Morning Briefing: September 26th, 2012
By Steve Deace
Little Birdie Chirps with 40 Days to Go
After two days on the road working the phones and talking to some little birdies, here’s what I am hearing/seeing on Campaign 2012:
- Other than Ted Cruz’s campaign in Texas, the most excited I have seen the GOP base this entire election cycle is what I witnessed the past two days in St. Louis surrounding Todd Akin. It reminded me of how the Republican base in Iowa rallied to Mike Huckabee in 2008, which shocked the ruling class with a 9-point win on Caucus night. There is some tension, division, and discussion within social conservative ranks around the country about how best to proceed with our political activism. One group prefers perpetuating the old paradigm of partisan, access-based politics. An emerging group, of which I am a part, believes that hasn’t worked and it’s time to put principle before party. What’s interesting about the Akin candidacy, and specifically the way the party establishment tried to Bork him, is that at least for now it has brought these two factions together. I would guess this is the most social conservatives have been unified nationally (other than defending Chick-fil-a) since the 2004 election cycle when they were credited with being the difference in George W. Bush’s re-election.
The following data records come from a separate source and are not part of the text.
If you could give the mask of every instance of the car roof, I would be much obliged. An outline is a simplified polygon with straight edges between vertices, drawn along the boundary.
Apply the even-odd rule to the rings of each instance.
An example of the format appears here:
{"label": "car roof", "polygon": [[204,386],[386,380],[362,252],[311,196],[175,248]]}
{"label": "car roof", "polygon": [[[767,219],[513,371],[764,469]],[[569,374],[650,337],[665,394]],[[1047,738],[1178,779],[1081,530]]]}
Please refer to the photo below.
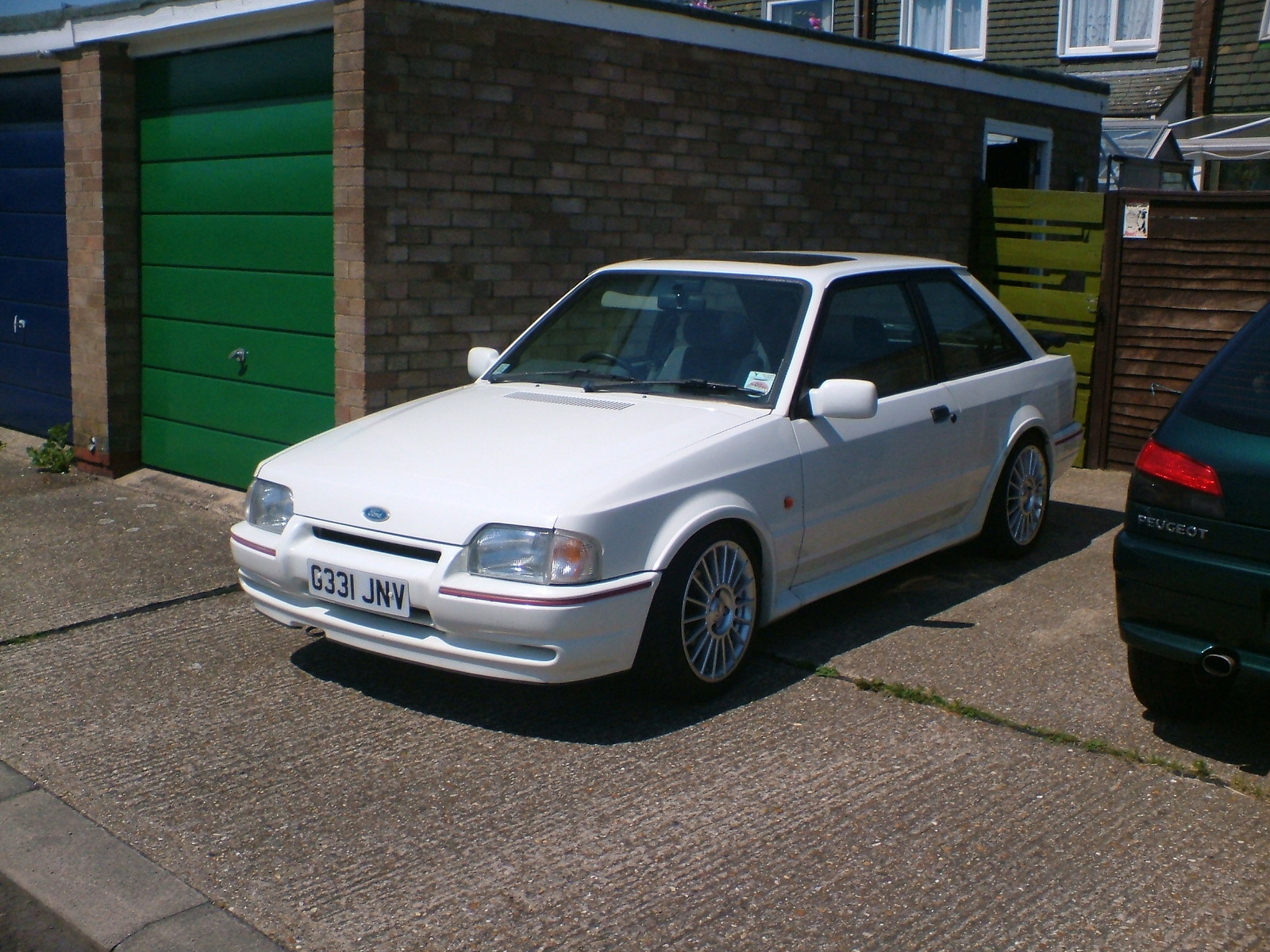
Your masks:
{"label": "car roof", "polygon": [[855,251],[737,251],[682,258],[641,258],[598,268],[608,270],[676,270],[756,277],[832,281],[850,274],[876,274],[919,268],[961,268],[954,261],[911,255],[884,255]]}

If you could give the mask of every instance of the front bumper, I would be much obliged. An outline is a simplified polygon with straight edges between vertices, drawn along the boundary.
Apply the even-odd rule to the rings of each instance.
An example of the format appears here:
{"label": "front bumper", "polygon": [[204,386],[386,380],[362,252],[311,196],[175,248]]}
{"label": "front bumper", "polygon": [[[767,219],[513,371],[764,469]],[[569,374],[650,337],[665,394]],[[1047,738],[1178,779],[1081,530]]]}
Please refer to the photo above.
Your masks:
{"label": "front bumper", "polygon": [[1214,649],[1270,679],[1270,564],[1157,542],[1115,541],[1116,616],[1130,646],[1198,663]]}
{"label": "front bumper", "polygon": [[[239,581],[262,613],[363,651],[486,678],[560,683],[627,670],[660,579],[648,571],[589,585],[528,585],[469,575],[457,546],[419,543],[439,552],[431,562],[320,539],[312,528],[292,519],[281,537],[246,523],[231,531]],[[405,579],[410,618],[314,598],[309,560]]]}

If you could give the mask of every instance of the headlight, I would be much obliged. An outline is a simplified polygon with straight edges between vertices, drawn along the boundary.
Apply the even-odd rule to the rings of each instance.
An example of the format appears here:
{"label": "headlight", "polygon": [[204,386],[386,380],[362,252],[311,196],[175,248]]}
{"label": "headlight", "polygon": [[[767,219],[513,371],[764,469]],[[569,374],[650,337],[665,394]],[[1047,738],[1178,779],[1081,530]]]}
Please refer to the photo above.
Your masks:
{"label": "headlight", "polygon": [[279,536],[295,515],[291,490],[277,482],[253,480],[246,494],[246,520],[267,532]]}
{"label": "headlight", "polygon": [[467,571],[538,585],[594,581],[599,578],[599,543],[559,529],[486,526],[469,546]]}

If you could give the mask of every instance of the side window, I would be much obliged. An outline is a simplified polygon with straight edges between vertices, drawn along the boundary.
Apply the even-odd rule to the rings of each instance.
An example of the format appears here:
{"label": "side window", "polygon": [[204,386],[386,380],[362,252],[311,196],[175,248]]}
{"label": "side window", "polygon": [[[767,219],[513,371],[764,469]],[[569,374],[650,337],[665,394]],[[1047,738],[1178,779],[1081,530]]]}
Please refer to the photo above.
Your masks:
{"label": "side window", "polygon": [[935,327],[944,373],[950,380],[1027,359],[1015,335],[959,281],[919,281],[917,291]]}
{"label": "side window", "polygon": [[872,381],[880,397],[932,382],[917,317],[900,284],[831,288],[806,386],[834,377]]}

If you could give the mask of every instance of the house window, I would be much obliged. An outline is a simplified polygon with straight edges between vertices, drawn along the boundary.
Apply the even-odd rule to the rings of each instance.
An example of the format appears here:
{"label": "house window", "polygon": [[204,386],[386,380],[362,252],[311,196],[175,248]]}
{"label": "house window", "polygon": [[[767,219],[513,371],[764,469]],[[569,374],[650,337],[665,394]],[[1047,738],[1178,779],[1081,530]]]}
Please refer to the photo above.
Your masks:
{"label": "house window", "polygon": [[803,29],[833,32],[833,0],[767,0],[763,18]]}
{"label": "house window", "polygon": [[1161,0],[1060,0],[1059,56],[1160,50]]}
{"label": "house window", "polygon": [[904,46],[982,60],[988,33],[988,0],[902,0]]}

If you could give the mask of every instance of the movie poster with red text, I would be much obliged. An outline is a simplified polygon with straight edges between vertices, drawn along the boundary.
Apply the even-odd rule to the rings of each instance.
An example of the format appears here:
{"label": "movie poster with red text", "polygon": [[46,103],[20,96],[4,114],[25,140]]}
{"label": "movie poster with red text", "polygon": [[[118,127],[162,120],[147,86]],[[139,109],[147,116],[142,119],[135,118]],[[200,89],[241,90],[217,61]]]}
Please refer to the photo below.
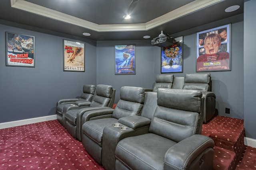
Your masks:
{"label": "movie poster with red text", "polygon": [[6,65],[35,67],[35,37],[6,32]]}
{"label": "movie poster with red text", "polygon": [[64,70],[84,72],[84,43],[64,40]]}

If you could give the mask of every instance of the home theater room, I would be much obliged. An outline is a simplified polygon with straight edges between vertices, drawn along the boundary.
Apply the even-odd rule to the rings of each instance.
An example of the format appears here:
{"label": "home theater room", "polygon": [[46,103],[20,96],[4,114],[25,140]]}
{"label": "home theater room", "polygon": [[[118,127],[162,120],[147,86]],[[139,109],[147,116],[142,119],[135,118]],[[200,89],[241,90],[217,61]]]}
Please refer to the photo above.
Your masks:
{"label": "home theater room", "polygon": [[0,170],[256,170],[256,8],[2,0]]}

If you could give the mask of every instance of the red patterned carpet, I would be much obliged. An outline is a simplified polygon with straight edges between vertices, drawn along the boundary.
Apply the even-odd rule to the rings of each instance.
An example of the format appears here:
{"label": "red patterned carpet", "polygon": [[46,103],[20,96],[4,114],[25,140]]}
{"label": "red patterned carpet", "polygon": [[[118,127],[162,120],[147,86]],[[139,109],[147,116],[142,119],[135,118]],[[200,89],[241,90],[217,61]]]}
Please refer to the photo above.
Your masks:
{"label": "red patterned carpet", "polygon": [[0,170],[104,170],[57,120],[0,129]]}
{"label": "red patterned carpet", "polygon": [[[256,149],[244,146],[242,120],[217,116],[202,134],[215,143],[214,170],[256,170]],[[57,120],[0,129],[0,170],[35,169],[104,170]]]}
- After talking to some Missouri activists/leaders, if I could summarize why they rallied around Akin when the party establishment tried to Bork him it would be this statement: “We’re tired of being bullied by the party establishment.”
- After two days of speakers and calls to action, one name was never mentioned the entire time I was in St. Louis. Not by Texas Governor Rick Perry, Phyllis Schlafly, not by Todd Akin himself, and not by anybody. That name was Mitt Romney, which is interesting considering this a state Romney should win by 6-10 points. There were a some general references to how bad Obama is and how important it is to defeat him, but not one speaker mentioned Romney by name, let alone attempted to extol the virtues of the Republican nominee. Paul Ryan’s name was never mentioned, either. For more than 30 years the people like those in this room the past two days were the primary customers of the Republican Party. When your primary customers either don’t believe in your product enough to promote it, or fear promoting it will lose other potential customers, that’s obviously not a good sign.
- Echoing some remarks he made in my home state of Iowa recently, long-time culture warrior Dr. Laurence White told those in attendance “it’s time stop being shills for the Republican Party” and put our principles first. He also urged those in attendance not to let the ruling class manipulate their emotions. “Every four years we’re told this is the most important election of our lifetimes,” White said with at least a tinge of sarcasm.
- One little birdie I spoke to seemed bemused by a recent New York Times story on Ralph Reed’s attempt to mobilize evangelicals for Romney this fall. “(Reed) is quite a salesman and he must have really sold his buddy Karl Rove on that one,” this little birdie said. “As someone trying to mobilize the same group of people, I can tell you it’s not that easy this year.”
- Speaking of Romney, I don’t have a single little birdie anywhere in the country that believes he will defeat President Obama on November 6th. Not a single one. Several believe he could win the popular vote, but everyone believes the Electoral College is too steep of a hill to climb, with Ohio being mentioned as the most prevalent example. The concern now is that Romney could drag down the rest of the folks down ballot, including capturing the U.S. Senate. Of course, some of us warned everyone about this prospect 9 months ago, but when the leadership of a political party would rather lose an election than lose control of the political party all critical thinking becomes abandoned. One little birdie recently had a conversation with a former Republican presidential candidate, who told him “you try to convince people that Romney can win but right now they’re not buying it.”
- After all the conversations I had the past two days, and everything I observed, I am now more convinced than ever that open civil warfare within the Republican Party will commence just seconds after Midnight on November 7th. And it will be on an unprecedented scale. I’m not sure any of us have seen anything like what will happen in our lifetimes, and it is long overdue if you ask me.
Finally, for those of you that live in my home state of Iowa, here’s what I’m hearing from little birdies:
- There is little doubt the Republicans will take the state senate. In fact, some Republicans are being told by Terry Branstad’s political operatives the GOP could end up with as many as 29 state senators.
- The Republicans are expected to retain control of the Iowa House, but lose several seats, especially where resources for new candidates are scarce.
- I’m told most of the Republicans running for Iowa House and Senate, including many of the newcomers, are on board with raising the gas tax. If that’s true, you better get everything out of that Republican majority you can in 2013, because the minute that regressive tax becomes law (Branstad is the most egregious taxer in Iowa history, and also favors the gas tax) the clock is ticking on GOP control at the statehouse.
- Little birdies told me the Iowa Bar Association is more organized for the judicial retention election this time than they were two years ago. My little birdies expect to oust Justice Wiggins, but that this will be a tougher fight than it was in 2010.